AbstractCore Plugin Integration

from abstractcore import create_llm

llm = create_llm("openai")

# TTS via capability plugin
wav = llm.voice.tts(
    "Hello from AbstractCore",
    provider="openai",
    model="tts-1",
    voice="alloy",
    format="wav",
)

# STT via capability plugin
text = llm.voice.stt(audio_bytes, provider="faster-whisper", model="small")

# Provider and voice discovery
providers = llm.voice.available_providers()
voices = llm.voice.list_tts_voices(provider="supertonic")
models = llm.voice.list_tts_models(provider="openai")

# Voice cloning
llm.voice.clone_voice(reference_audio="ref.wav", name="my-clone")

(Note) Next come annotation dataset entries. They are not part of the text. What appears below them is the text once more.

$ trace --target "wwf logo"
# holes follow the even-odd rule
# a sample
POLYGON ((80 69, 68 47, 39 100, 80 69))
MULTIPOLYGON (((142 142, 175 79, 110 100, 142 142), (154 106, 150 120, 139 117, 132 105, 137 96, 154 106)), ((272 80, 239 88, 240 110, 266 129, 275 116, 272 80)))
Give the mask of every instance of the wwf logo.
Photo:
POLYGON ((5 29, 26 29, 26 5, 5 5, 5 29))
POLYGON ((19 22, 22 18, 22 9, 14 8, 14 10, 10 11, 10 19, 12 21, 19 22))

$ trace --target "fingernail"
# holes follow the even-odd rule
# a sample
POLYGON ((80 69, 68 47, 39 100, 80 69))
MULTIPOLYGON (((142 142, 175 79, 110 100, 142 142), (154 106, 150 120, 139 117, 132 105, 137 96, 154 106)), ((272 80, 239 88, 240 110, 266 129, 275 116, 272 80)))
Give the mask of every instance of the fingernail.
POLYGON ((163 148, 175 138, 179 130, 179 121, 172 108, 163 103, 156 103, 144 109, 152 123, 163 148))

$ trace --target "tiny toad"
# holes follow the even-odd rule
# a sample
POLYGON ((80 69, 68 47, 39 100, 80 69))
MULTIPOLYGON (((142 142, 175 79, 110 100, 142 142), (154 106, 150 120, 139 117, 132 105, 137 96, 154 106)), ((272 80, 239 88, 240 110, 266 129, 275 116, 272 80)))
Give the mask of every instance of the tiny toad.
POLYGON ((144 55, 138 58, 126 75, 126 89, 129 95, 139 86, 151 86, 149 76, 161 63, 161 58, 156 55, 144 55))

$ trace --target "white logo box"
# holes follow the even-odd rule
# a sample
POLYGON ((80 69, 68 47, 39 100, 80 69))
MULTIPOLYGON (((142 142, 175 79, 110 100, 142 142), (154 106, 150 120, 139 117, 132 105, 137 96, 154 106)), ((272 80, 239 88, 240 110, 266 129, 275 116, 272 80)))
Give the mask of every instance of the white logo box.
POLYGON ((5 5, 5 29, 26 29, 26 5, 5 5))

# Resident model management (local engines)
llm.voice.load_resident_model(provider="supertonic")
llm.voice.list_resident_models()
llm.voice.unload_resident_model(provider="supertonic")

Streaming TTS (LLM → Voice)

from abstractvoice.tts.text_to_speech_stream import TextToSpeechStream

# Bridge incremental LLM text to TTS audio
stream = TextToSpeechStream(tts_engine=vm.tts_engine)

# Feed tokens as they arrive from the LLM
for token in llm_stream:
    stream.feed(token)
stream.finish()

Available TTS Engines

OpenAI / Compatible

Remote HTTP TTS via /audio/speech. Default engine. Supports any OpenAI-compatible endpoint including local servers.

Supertonic 3

Local ONNX TTS with 10 fixed profiles (M1–M5, F1–F5). Fast, lightweight, no external SDK dependency. Recommended local base TTS.

Piper

Local multilingual TTS with downloadable voice packs. Supports 20+ languages. Voice selection by language, quality tier, and speaker ID.

OmniVoice

Omnilingual local TTS with zero-shot voice cloning. Recommended cloning backend. Heavy model — prefetch required.

AudioDiT

LongCat-AudioDiT TTS with prompt-audio cloning. MIT-licensed vendored model code. Optional heavy backend.